Accessing Norwegian official statistical tables using the JSON API from Statistics Norway with R

JSON (JavaScript Object Notation) has become a de facto standard for data exchange, but the structuring may in some cases be difficult to handle. Therefore, a "light"-version especially suited for statistical data, called JSON-stat, has become quite popular for many applications. Among others, Statistics Norway chose this as the primary delivery format for data from Statistikkbanken, "bank of statistical data", also using JSON as query format.

Basically, a JSON query is HTTP POSTed to the API, using the table number as identification, and a JSON-stat formatted response is returned. A GET request to the same address provides a version of the metadata for the table. The data may then be converted to R data frames etc.

With the necessary R libraries installed and loaded, all operations can quite easily be performed from the command line in R, and by the standard user interface for Statistikkbanken, one may obtain the JSON query needed. For routine use though, it will in most cases be far easier to use a standardized set of functions for the basic data traffic, and one such small and simple set is presented here.

Basically, just two functions are normally used: getMetaData(tableId) for fetching table descriptions, and getJSONData(tableId,query,naming) for submitting a query and converting the response to an R data frame.

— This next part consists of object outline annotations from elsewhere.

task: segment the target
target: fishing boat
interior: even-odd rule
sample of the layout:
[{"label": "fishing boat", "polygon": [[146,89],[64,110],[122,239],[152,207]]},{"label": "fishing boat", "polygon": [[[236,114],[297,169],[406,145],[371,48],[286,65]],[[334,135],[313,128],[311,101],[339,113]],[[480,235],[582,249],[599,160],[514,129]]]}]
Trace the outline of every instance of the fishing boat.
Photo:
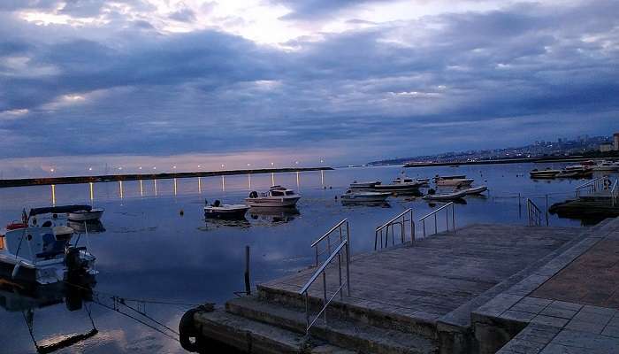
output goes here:
[{"label": "fishing boat", "polygon": [[212,204],[204,206],[204,217],[216,219],[244,219],[249,207],[245,204],[222,204],[216,200]]},{"label": "fishing boat", "polygon": [[561,173],[561,170],[554,170],[550,167],[545,170],[538,170],[537,168],[531,171],[529,175],[532,179],[552,179],[555,178],[557,174]]},{"label": "fishing boat", "polygon": [[72,221],[96,221],[103,215],[104,209],[93,208],[90,205],[82,205],[83,209],[67,212],[66,216]]},{"label": "fishing boat", "polygon": [[355,192],[348,189],[340,199],[342,203],[380,203],[385,202],[390,195],[389,192]]},{"label": "fishing boat", "polygon": [[428,194],[423,196],[425,200],[454,200],[461,199],[466,196],[463,190],[453,191],[451,193]]},{"label": "fishing boat", "polygon": [[473,183],[472,178],[454,178],[449,180],[436,180],[436,185],[439,187],[457,187],[462,188],[470,186]]},{"label": "fishing boat", "polygon": [[354,182],[350,183],[350,187],[348,188],[350,189],[367,190],[373,189],[378,184],[380,184],[380,181],[370,181],[364,182],[358,182],[355,181]]},{"label": "fishing boat", "polygon": [[292,189],[281,186],[272,186],[268,192],[260,193],[253,191],[245,202],[251,207],[263,206],[294,206],[301,199],[301,196]]},{"label": "fishing boat", "polygon": [[[50,284],[65,281],[70,273],[97,273],[95,256],[78,246],[80,237],[73,242],[74,230],[57,218],[74,210],[75,205],[68,205],[34,208],[29,214],[24,211],[22,220],[9,224],[0,235],[0,275]],[[44,218],[48,214],[51,217]]]}]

A third function is provided for access to the raw data returned.

options(encoding="UTF-8")
library(httr)
# rjstat is used for converting SSB JSON -> Data frame
library(rjstat)
# jsonlite is used mainly for converting metadata 
library(jsonlite)
#source("ssb-json-functions.R")

# Fetches the meta data for a table, with number tableId, as a JSON structure
getMetaData <- function(tableId) {
  getUrl <- paste("http://data.ssb.no/api/v0/no/table/",tableId,sep="")
  d.tmp<-GET(getUrl)
  content(d.tmp,"text")
}

# getRawJSONData - Fetches SB-data by POST-request  tableId: Number of SB-table queryData: JSON-formatted query 
getRawJSONData <- function(tableId,queryData) {
#  POST query request
   d.tmp <- POST(paste("http://data.ssb.no/api/v0/no/table/",tableId,sep=""), body = queryData, encode = "json", verbose())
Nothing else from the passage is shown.